When I first watched the show How I Met Your Mother, I was very fascinated by Ted’s ‘Olive Theory’. It was the theory that because Marshall hated olives and Lilly loved them, they were a perfect match. At the time I was convinced that I, an avid olive hater, would one day find my olive loving prince and live happily ever after. As it turns out, I was my own olive lover and can be my own happy ending.
2. Blue Cheese
As a child, blue cheese was the grossest, most disgusting food on the planet. It was one of the things that made me believe that adults were an entirely different species to us kiddlets.
However, the day I realised that I actually loved blue cheese was the day I finally became a real woman. In reality, I was 16 sitting alone at a large family function, seeing if anyone noticed the wine I was drinking, which brings me to no.4.
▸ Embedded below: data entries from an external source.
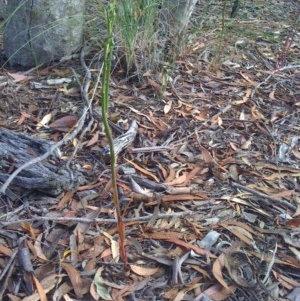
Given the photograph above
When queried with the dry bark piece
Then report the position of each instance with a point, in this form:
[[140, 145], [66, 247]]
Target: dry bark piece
[[48, 176]]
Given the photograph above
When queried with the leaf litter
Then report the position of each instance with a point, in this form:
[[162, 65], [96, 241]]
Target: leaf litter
[[209, 188]]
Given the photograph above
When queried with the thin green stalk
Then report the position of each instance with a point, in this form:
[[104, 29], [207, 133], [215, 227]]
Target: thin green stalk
[[108, 50]]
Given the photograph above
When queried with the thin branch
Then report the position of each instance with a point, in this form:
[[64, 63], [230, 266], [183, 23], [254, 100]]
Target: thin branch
[[93, 220], [263, 195]]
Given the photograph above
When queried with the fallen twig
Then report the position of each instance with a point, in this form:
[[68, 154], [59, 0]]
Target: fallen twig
[[93, 220], [262, 195]]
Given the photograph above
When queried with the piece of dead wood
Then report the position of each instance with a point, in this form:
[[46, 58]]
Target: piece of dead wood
[[48, 176]]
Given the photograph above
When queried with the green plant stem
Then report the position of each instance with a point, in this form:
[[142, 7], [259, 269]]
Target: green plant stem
[[108, 50]]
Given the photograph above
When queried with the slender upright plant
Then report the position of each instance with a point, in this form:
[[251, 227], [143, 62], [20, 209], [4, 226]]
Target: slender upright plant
[[108, 50]]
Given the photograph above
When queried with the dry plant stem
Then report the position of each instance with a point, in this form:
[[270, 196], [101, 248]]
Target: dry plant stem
[[84, 94], [8, 270], [94, 220], [265, 196]]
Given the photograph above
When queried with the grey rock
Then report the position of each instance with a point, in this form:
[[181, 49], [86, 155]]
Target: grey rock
[[41, 31]]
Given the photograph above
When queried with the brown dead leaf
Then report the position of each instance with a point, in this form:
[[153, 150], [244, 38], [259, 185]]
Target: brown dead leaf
[[65, 199], [94, 139], [142, 170], [64, 124], [153, 83], [19, 77], [143, 271], [74, 277], [40, 289], [217, 292], [218, 265]]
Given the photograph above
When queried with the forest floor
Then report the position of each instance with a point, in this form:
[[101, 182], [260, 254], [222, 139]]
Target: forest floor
[[210, 187]]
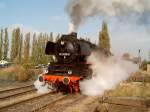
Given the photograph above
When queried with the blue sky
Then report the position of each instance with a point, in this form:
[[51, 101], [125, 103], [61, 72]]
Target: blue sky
[[50, 16], [42, 15]]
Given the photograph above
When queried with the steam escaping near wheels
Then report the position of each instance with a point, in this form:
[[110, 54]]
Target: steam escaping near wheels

I’m 21 and it has only been in the last few months that I can say without lying that I actually like drinking wine. Sometimes. Maybe I’m just a late bloomer, but wine is such an intense taste that as an 18 year old, goon and other cheap wines were way too intense to stomach. I now know that goon is just awful, that's probably whyI didn't like 'wine'.
These days I'm slowly beginning to love the taste. If you’re a twenty-something who still doesn’t like the taste of wine; stick in there, your day of cosmopolitan sophistication shall come.
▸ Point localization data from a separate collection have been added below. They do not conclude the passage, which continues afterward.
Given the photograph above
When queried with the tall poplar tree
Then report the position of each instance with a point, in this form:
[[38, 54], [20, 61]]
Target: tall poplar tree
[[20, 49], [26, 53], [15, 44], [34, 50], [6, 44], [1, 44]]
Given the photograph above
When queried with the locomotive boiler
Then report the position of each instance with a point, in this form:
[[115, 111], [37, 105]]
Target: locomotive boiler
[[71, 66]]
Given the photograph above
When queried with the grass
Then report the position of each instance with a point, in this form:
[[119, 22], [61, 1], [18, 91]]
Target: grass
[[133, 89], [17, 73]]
As a kid, no one wanted to drink water. It was all about the juice and the fizzy-drinks. Despite the insistence of mothers everywhere that kids should be drinking water, I’m pretty sure most caved in and water was replaced with some kind of unnaturally blue cordial. These days, we’re all about staying hydrated. It makes both your skin and your pee clear. Who wouldn’t want that?
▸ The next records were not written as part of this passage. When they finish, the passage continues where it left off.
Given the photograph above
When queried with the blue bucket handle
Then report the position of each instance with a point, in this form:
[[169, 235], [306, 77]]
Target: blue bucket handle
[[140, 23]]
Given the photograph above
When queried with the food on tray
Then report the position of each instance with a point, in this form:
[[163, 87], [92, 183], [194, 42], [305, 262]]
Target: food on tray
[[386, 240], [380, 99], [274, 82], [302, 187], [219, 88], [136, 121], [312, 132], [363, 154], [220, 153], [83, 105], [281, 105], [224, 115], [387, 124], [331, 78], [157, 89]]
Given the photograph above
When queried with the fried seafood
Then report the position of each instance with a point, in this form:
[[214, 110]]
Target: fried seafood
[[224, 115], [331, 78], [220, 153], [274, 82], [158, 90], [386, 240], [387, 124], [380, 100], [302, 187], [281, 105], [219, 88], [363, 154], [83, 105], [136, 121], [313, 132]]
Coffee is definitely an acquired taste. A liking for coffee is usually acquired during the HSC when students are staying up past their bed times to finish major works. Before then, it was more common to order a hot chocolate at a coffee shop because chai lattes weren’t around back then and that was your only option. These days ordering a coffee becomes synonymous with sophistication and adulthood, especially if you order a long black, you cool cat.
I think the general consensus is that there is a love-hate relationship with pickles, even as adults. However, most children remove the pickle from their cheeseburger without having tried a pickle before. Is this because they are socialised to do so by parents telling them they don’t like it? Or because they don’t like the salty, savoury taste? Either way, pickles are something that people either grow to love, or grow to tolerate on their Maccas burgers.
And then we have those treats that we used to savour as children that would now send chills down our spine if we were to ingest them.
As a kid I used to love these three treats as much as I loved the rainbow Word Art on Microsoft Word, but as much as my love for word art remains, I can’t stand some of the shit I used to eat anymore. I guess our tastebuds have opened up to a wide variety of flavours and textures, but they’ve also kind of become repulsed by a bunch of foods that we used to think were the bees knees. For example:
1. Devon (and tomato sauce sandwiches)
Everyone had a friend at school who ate devon and tomato sauce sandwiches. I can still remember the smell wafting out of a freshly opened lunchbox. Back in primary school I used to be so happy to have a devon sanga at a friends place, but now I can’t help but think what actually is devon?
2. Spaghetti in a can
Cannot type as many ‘nope’s as I feel about this one. I don’t know why we thought this was okay? I don’t know if it was our childlike impatience that stopped us from waiting the ten minutes for regular spaghetti to cook or if we actually liked the taste of this shit? Who fucking knows?
"Now, I can’t help but think what actually is devon?"
3. Cheese Stringers
Cheese stringers are fun. You can make little trees, octopuses, squids and spend hours playing with your food. However, these things taste like plastic. They actually might be plastic. The marketing machine won on this one. There is no way we ate these bad boys for the taste as a child.